You GOT THAT, Pak? YOU are NEXT!!!!!

I figure about the same time Israel bombs Iran after YOU BOTH are linked to a NUCLEAR EXPLOSION in the UNITED STATES.


As it was for the British and the Russians before them, Americans found invading Afghanistan was a pushover. In Afghanistan, the trouble has always been getting out, not in.

The capital, Kabul, was not liberated from the Taliban by American tanks, but by Afghans of the Northern Alliance. When I visited the country in 2003, the Afghans did not feel like an occupied people. But as the American footprint grows larger and heavier, and as civilian casualties mount, Secretary of Defense Robert Gates isn’t alone in worrying that the United States will be seen more and more as an occupying power.

We ALREADY ARE SEEN THAT WAY!

Related: "Al-CIA-Duh" Invades Afghanistan

That's not going to help.

America’s new strategy focuses on protecting the population, which is all well and good, but a pacification program as envisioned will cost billions, take decades, and even then might not work.

No, DROPPING BOMBS and MISSILES on INNOCENT PEOPLE and KILLING THEM in VILLAGE RAIDS

In 30 years of war, Afghanistan is much worse off now in terms of literacy and social cohesion than it was before.

Think of it AmeriKa's "gift" to Afghanistan.

There are few institutions on which to build a stable democracy. Afghanistan is a tribal society in which people feel less connected to the state than their own local leaders.

Then LET'S LEAVE THEM ALONE!

We see the Taliban as bad and government forces as good.

AmeriKan narrow-mindedness again. Thanks, agenda-pushing, Muslim-hating, war-promoting MSM!

But Afghans see Tajiks with perhaps too much power in the capital, Uzbeks and Hazaras too with their own interests, while Pashtuns, who form the largest group, feel somewhat disenfranchised.

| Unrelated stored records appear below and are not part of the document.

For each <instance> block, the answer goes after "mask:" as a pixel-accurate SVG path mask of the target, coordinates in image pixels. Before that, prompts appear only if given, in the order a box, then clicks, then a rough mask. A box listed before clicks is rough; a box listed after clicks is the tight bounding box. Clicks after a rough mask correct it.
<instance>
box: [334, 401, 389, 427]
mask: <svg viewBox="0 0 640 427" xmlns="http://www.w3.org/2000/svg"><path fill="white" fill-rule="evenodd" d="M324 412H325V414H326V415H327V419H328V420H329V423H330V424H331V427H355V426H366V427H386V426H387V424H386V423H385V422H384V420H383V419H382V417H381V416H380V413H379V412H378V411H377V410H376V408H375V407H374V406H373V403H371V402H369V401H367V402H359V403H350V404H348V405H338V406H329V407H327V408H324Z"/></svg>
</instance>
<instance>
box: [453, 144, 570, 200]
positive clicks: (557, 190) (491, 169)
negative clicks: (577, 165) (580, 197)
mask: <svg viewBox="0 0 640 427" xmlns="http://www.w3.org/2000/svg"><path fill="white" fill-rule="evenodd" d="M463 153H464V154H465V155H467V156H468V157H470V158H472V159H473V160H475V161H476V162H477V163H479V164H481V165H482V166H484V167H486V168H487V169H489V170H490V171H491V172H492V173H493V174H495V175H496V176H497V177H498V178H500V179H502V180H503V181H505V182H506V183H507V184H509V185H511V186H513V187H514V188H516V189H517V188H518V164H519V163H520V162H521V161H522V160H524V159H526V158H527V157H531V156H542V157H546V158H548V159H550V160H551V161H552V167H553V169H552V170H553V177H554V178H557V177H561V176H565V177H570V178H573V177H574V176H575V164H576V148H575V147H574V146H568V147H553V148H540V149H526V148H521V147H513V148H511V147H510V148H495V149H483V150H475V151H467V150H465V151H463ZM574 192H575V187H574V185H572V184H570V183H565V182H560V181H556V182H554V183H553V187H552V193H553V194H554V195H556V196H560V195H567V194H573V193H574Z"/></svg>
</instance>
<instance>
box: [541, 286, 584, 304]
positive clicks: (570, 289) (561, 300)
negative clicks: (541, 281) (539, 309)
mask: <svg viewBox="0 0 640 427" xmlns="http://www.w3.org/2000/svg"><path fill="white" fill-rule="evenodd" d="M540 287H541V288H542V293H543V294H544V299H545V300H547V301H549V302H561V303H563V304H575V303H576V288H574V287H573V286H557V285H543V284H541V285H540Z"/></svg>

Too many Pashtuns see the Taliban as representing their interests.

Well, DON'T THEY?

Wouldn't a MAJORITY feel that way if THEY were DISENFRANCHISED?

Americans disapprove of war lords because we want to see the state have a monopoly on violence, but to many Afghans, war lords are tribal, regional, and ethnic leaders for whom loyalty seems more deserving than the government in Kabul.

That is WITHOUT A DOUBT on of the most DISINGENUOUS COMMENTS I have EVER READ!

The recent and ludicrously corrupt elections show how hard it will be to instill a sense of what we call democracy for those who say that the traditional loya jirga, or shura, a meeting of tribal elders, is a better way of expressing government by the people and of the people than our style of elections.

When you commit ever more troops to a theater, “force protection’’ - the need to protect your own soldiers - becomes a dominant factor regardless of what those soldiers were supposed to achieve by being there....

One has to ask why, after eight years, our Afghans cannot stand up to the Taliban, any more than Russia’s Afghans could stand up to the Mujahedeen in the 1980s.

Because SOME of them are WORKING for the CIA, duh!

For that matter, why could our Vietnamese not stand up to Ho Chi Minh’s Vietnamese? Could it be that our Afghans are being increasingly perceived as puppets?

Could it be that PEOPLE ARE DEFENDING THEIR HOMES and LIVES?

Obama should not abandon Afghanistan. International efforts to develop the country should continue, and force levels should be kept to the level necessary to keep Al Qaeda from regaining a foothold.

But we stand at a crossroads. We can keep a sustainable military and civilian effort in play in Afghanistan, or we can basically take over the country and face down the growing civil and holy wars that have little to do with the reason we invaded Afghanistan in the first place....

Oh, LOOK at the IMPERIALISTIC HUBRIS!!!!!!!!

I would like to know WHERE we are going to get the TROOPS to "face down" the "enemy?" Or do you just plan to annihilate them all from on high?

Rather than becoming the new Russians who found themselves hated foreigners, we should accept more modest goals. The history of Afghanistan suggests that we are not equipped to make over the country to our liking, and the history of the United States suggests that Americans give up these efforts sooner rather than later....

Yeah, bit the WAR-MAKERS in CONTROL of GOVERNMENT DO NOT!!!!

Americans are not interested in hundred-year wars....

No, but WE ARE GOING TO GET ONE ANYWAY!!!!!!